About the error messages
The errors about Global symbol <insert var here> are coming from the strict module. Any variable that you want to use must be declared in one of a few ways. Namely you can do
use vars qw(@some $vars %in_here);
# or you can do
my %variable;
# or even
local $some_var;
Each one has its own usage, and there are some gotchas. See your perl documentation about them
The error Multidimensional syntax $zone, $root not supported at ./ptr.pl line 24. is stating that the syntax of your line simply is not correct. What you are handing the readfh method is a scalar and then an anonymous array with 2 elements the first being nothing and the second being $root (which is not shown in your code, so I assume doensn't exist).
The documentation for that module isnt the best, but I will look over the source and see if I can't help out a touch more. Welcome to Perl :)

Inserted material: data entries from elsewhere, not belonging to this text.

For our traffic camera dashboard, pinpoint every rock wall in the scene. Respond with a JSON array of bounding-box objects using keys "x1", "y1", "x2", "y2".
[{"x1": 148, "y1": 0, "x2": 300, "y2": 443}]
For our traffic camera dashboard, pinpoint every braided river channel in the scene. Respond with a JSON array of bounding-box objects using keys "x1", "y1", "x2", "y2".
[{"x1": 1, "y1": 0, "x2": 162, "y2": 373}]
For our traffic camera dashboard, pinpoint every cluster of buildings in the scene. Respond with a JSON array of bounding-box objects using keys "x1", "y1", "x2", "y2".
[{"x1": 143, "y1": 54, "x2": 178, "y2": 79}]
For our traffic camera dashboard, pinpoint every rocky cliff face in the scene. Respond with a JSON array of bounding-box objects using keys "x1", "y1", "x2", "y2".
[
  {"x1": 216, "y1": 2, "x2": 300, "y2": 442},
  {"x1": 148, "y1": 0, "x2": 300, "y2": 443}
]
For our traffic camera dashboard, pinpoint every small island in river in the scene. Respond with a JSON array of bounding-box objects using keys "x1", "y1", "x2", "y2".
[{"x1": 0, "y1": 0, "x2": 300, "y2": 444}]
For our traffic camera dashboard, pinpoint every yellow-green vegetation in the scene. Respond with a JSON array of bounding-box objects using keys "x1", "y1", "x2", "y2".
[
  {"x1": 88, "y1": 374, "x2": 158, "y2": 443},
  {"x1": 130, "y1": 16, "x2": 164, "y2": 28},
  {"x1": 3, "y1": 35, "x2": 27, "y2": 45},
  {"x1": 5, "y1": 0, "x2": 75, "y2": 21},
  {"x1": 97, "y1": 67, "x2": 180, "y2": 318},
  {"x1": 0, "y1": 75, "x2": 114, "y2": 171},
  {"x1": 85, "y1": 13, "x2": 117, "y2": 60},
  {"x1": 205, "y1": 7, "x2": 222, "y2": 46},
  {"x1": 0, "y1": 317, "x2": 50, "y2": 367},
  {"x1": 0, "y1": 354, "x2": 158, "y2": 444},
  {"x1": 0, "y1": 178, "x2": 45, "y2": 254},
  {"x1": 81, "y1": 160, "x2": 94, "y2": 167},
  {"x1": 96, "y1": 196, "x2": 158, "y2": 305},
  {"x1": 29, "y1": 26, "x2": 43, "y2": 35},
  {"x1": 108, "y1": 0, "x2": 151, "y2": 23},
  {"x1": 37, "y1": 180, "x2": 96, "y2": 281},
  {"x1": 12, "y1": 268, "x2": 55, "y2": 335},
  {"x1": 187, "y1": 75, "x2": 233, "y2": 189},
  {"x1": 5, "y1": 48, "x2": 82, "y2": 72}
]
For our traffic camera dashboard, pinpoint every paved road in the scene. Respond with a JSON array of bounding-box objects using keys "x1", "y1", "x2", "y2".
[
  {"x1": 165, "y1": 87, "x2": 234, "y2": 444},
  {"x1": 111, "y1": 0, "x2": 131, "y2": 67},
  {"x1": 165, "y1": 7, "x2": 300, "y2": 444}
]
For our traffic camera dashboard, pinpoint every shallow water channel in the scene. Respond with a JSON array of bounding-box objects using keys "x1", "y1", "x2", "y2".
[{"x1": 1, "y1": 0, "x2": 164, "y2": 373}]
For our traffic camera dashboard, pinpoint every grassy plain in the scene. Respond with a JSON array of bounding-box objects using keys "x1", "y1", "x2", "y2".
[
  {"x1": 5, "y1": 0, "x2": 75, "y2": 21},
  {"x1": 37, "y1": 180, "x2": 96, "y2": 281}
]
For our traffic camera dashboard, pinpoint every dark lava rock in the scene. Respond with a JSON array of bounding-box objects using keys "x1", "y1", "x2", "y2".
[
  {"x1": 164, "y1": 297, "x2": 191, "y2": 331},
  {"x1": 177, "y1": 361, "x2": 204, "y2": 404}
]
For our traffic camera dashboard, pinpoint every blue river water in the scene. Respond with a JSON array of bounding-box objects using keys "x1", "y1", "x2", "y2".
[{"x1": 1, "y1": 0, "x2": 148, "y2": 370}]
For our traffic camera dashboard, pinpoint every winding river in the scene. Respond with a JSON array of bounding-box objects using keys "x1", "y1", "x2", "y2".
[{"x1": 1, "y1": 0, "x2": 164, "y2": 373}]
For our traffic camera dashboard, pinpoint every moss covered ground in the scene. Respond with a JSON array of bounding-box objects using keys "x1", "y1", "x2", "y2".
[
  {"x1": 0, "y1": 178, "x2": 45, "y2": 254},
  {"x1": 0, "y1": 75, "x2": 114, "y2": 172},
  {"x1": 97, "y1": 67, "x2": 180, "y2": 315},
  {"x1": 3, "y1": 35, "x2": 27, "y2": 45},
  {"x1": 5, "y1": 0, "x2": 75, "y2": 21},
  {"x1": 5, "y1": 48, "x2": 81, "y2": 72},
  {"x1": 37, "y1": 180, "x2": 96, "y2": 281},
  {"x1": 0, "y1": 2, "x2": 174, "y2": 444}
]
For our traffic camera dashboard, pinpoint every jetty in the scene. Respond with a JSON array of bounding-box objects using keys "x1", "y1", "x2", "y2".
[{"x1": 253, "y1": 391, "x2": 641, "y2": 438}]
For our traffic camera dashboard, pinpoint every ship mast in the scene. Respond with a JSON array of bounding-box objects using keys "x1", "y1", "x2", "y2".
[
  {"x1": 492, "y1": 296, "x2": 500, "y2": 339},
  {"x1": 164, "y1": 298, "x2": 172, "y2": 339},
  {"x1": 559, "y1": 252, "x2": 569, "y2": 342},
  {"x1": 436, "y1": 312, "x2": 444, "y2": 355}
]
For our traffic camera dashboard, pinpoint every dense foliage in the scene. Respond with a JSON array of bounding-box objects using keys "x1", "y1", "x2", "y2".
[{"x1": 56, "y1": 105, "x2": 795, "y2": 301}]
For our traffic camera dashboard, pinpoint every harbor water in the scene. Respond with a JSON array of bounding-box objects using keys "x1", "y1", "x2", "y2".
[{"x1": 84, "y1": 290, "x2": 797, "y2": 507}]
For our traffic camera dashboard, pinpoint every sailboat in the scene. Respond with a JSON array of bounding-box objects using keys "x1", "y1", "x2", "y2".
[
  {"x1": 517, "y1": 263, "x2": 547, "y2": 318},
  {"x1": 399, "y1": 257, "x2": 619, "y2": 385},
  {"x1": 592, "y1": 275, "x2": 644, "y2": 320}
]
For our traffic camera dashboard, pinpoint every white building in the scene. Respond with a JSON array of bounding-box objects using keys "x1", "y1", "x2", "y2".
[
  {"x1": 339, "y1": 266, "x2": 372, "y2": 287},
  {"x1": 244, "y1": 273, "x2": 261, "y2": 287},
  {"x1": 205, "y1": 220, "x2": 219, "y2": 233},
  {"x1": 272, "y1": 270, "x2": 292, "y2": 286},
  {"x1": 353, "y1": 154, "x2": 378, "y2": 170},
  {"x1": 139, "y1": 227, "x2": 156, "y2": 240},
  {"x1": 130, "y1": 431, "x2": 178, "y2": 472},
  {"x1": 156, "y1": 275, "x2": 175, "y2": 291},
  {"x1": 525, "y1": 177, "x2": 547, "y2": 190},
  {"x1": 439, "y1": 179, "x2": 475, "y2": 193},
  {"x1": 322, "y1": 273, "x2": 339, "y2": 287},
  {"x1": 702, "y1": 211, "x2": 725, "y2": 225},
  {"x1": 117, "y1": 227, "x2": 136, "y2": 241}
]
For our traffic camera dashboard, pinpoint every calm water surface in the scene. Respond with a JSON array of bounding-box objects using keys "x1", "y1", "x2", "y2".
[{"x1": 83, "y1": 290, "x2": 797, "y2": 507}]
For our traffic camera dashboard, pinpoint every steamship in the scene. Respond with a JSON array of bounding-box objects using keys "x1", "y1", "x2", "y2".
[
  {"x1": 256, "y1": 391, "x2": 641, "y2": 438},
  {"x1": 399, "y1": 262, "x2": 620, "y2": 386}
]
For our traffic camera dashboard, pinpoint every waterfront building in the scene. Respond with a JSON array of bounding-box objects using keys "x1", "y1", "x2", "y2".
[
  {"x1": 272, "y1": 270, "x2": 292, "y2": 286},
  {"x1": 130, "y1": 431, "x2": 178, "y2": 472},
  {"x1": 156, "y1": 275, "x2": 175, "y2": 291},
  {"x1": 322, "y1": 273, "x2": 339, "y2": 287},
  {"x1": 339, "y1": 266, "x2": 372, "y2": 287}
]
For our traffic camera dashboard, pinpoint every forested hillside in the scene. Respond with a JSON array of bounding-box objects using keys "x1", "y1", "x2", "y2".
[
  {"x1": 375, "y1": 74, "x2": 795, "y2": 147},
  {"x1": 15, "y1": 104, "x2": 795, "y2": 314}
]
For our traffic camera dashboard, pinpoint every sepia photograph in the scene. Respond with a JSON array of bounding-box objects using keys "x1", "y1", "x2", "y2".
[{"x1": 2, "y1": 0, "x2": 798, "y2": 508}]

Update:Ok so there were a few isues, and looking over the source here are the issues.
#!/usr/bin/perl -w
$| = 1;
use strict;
use File::Find;
use FileHandle;
use Net::DNS::ZoneFile;
my $base = "/chroot/named/master/arpa/in-addr/68/168";
my $out_dir = "/var/tmp/ptr";
find(\&wanted, $base);
exit;
sub wanted {
return unless ( -f "$File::Find::name" and $File::Find::name !~ m!/
+com/! );
return unless ( -f "$File::Find::name" and $File::Find::name !~ m!/
+net/! );
# Here we get the rootdir as an argument to the wanted function
# then we are going to need to open it as a new filehandle
# so that the module can read it.
my $root = shift;
my $zone = new FileHandle "$File::Find::name", "r";
my $out = join('.', ( split('/', $File::Find::name) )[-1,-2,-3]);
my $rrset = Net::DNS::ZoneFile->readfh($zone, $root);
# here you were printing to STDOUT, as opposed to OUT
# which is what I assumed you wanted to do.
open(OUT, ">$out_dir/$out") or die "Cant create $out_dir/$out: $!\n
+";
print OUT $_->string . "\n" for @$rrset;
close(OUT);
}
This code works. Mainly the issue was the $root var is an optional argument to the readfh method. If you didn't define it, then it used the current directory as the base directory to look for data in. So taking it as an arg for the wanted cleared it right up.